Je perdis ainsi en une journée ma liberté, la confiance de mes parents, et mon goût prononcé du vol ! Je fus punie, n'eus plus le droit de sortir. J'avais cependant pu envoyer un mot à ma chère Esther, lui expliquant tout. Je m'étais juré de me venger de la bijoutière et de son employé et demandait à ma chère vieille amie de m'aider à préparer une revanche terrible.

 

 

 

Quinze jours plus tard, j'accompagnais ma mère pour une course et nous passâmes devant la maison d'Esther. Elle nous avait vu arriver et s'était postée dans son jardin, le long de la rue. Arrivée à sa hauteur, je ralentis mon pas, laissais ma mère prendre  un peu d'avance, et tournais la tète vers le jardin. Quelle ne fut pas ma surprise ! Esther d'une main tremblante, me tendit à travers la clôture le collier bleu, le fameux collier qui était cause de tous mes malheurs !

 

 

 

Ma mère m'appelant, je n'eus que le temps d'empocher le collier, de lancer un dernier regard à Esther qui souriait et me faisait de petits signes de victoire.

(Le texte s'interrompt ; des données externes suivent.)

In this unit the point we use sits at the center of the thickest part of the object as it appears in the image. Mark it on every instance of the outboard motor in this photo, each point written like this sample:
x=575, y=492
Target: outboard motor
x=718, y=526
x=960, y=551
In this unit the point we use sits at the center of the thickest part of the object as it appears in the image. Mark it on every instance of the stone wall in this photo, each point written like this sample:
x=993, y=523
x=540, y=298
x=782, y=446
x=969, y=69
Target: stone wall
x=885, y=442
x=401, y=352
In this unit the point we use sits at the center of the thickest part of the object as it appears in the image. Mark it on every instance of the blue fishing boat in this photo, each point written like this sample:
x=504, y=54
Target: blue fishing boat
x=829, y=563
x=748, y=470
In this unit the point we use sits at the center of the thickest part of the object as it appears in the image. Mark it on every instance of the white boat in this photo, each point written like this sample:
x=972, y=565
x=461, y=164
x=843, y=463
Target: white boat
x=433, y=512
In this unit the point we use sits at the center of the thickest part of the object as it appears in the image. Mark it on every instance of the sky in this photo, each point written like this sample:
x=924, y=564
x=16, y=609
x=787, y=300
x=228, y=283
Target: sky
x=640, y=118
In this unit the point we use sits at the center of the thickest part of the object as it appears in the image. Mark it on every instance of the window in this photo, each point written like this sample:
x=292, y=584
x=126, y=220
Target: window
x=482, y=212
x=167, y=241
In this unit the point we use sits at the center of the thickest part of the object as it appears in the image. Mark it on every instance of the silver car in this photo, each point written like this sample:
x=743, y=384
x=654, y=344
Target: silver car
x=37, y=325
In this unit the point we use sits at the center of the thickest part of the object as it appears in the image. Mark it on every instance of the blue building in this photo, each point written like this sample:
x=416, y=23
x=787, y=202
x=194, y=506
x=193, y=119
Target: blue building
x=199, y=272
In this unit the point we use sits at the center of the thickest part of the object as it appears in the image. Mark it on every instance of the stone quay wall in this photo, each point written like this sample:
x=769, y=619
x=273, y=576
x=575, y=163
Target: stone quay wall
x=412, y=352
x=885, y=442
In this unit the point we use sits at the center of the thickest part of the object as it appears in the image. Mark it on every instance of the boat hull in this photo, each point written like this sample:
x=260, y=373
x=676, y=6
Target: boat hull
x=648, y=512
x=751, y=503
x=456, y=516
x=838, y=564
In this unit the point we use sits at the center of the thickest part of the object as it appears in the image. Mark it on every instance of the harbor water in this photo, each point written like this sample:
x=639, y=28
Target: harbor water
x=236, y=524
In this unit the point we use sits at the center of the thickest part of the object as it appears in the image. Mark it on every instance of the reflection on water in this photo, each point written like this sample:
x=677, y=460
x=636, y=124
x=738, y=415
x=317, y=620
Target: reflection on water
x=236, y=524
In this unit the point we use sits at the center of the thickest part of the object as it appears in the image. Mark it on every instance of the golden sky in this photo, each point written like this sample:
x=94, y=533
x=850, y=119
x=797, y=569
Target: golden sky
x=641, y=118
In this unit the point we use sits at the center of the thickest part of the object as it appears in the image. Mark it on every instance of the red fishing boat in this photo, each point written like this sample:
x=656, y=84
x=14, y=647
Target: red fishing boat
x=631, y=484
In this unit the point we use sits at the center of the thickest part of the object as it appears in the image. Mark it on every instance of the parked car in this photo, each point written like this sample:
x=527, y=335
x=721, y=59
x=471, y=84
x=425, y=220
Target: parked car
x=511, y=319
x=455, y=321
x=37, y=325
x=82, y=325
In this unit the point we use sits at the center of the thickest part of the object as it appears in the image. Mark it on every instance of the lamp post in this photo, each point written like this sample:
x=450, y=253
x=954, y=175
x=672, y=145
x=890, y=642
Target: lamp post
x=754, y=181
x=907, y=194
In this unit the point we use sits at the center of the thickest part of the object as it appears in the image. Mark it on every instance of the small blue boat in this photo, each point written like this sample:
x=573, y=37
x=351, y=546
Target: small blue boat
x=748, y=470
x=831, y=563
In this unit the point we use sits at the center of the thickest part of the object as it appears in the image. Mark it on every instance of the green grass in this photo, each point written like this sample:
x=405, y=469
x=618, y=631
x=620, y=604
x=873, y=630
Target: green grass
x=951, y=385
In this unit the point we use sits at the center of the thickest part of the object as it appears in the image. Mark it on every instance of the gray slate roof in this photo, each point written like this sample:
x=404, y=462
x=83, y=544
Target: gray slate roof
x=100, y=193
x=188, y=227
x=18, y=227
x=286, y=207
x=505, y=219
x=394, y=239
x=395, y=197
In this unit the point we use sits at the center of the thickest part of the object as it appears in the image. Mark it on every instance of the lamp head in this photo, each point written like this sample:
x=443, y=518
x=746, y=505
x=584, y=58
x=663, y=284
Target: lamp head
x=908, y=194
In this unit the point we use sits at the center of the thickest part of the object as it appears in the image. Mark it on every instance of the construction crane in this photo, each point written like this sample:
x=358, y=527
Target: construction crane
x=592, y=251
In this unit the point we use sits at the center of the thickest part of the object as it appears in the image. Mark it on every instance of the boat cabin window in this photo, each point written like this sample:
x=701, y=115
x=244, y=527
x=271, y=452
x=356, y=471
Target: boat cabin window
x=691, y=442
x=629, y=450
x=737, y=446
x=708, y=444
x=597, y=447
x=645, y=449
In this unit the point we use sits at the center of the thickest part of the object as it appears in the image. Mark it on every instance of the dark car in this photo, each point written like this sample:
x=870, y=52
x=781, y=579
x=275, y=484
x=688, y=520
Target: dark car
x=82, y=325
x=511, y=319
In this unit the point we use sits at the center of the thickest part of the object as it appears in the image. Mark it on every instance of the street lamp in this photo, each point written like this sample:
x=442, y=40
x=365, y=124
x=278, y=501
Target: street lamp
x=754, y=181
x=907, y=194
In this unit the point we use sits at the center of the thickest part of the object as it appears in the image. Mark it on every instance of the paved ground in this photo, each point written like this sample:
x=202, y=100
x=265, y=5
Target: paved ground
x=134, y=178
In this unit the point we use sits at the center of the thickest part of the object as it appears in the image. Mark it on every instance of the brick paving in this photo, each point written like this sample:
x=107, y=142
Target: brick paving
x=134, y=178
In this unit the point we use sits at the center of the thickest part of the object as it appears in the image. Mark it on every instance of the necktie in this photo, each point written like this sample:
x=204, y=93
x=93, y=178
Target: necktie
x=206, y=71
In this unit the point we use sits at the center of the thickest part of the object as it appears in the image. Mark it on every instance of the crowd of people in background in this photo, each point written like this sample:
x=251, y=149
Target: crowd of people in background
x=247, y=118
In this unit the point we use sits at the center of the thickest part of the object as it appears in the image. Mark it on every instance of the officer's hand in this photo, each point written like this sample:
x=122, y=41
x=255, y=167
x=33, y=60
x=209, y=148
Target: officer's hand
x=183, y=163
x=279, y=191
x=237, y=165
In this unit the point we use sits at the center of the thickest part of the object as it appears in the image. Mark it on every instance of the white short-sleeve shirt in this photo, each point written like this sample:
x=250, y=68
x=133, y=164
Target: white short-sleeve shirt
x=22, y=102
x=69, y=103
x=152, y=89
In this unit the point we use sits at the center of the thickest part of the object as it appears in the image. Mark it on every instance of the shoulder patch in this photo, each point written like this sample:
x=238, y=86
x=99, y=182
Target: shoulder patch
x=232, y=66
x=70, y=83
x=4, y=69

Je ne comprenais pas du tout comment le collier était entré en sa possession t avait du mal à réaliser que l'objet était maintenant en sûreté au fond de ma poche. Tout cela était un véritable mystère.

 

 

 

Je sus ensuite la façon dont s'y prit ma chère amie. Ayant reçu ma lettre, et étant comme moi très en colère contre la bijoutière, elle avait décidé de me venger, sans m'en parler. Elle avait fait venir chez elle, la bijoutière, prétextant une incapacité à se déplacer du fait de son grand âge et d'une méchante arthrite, et laissant entendre qu'elle voulait choisir pour chacune de ces cinq  nièces, toutes fictives,  un collier de couleur différente.

 

 

 

La bijoutière était arrivée avec une grosse boite de bijoux, qu'elle avait présentés à Esther, et celle-ci du mettre tout son art en vigueur pour faire disparaître du lot le fameux collier, qu'elle avait aussitôt reconnu d'après mes descriptions. Elle proposa un thé et des petits gâteaux à la bijoutière, pour la mettre en confiance, lui fit déballer tout le lot de bijoux , les essaya un à un , puis plusieurs ensemble, parla sans arrêt pour l'étourdir de son babillage, si bien qu'au moment de repartir, le collier bleu se trouvait sous le canapé, la bijoutière n'avait rien vu ; et Esther jouait le désespoir de ne pouvoir se décider, promettant à la fin de venir au magasin avec chacune de ces nièces pour choisir. Le tour était joué. La bijoutière s'était sûrement ensuite rendu compte de la disparition mais jamais ses soupçon ne vinrent se poser sur la charmante vieille dame qui l'avait reçue si aimablement, si douce, si vieille et si innocente.

 

 

 

Esther étant d'une nature généreuse, et qui plus est, blagueuse, elle s'arrangeât ensuite pour me faire la surprise et me rendre mon bien - le collier bleu de mes rêves.

 

 

 

J'ai repensé aujourd'hui à cette vieille histoire en ouvrant ma boite à bijoux et en y trouvant tout au fond le fameux collier. Je l'avais depuis longtemps oublié, de même qu'avec les années, j'avais oublié Esther et nos escapades voleuses, nos fous rires et mon amour de petite fille pour cette vieille dame charmante et rigolote dont j'aurais tant aimé qu'elle fut ma grand-mère.

 

 

 

Elle est morte maintenant, depuis bien longtemps déjà, mais je me suis juré que dorénavant, je ne l'oublierai plus, et le collier bleu - bien qu'il soit beaucoup  moins beau que dans mon souvenir ornera mon cou régulièrement, et déjà pour ma soirée tant attendue de ce soir.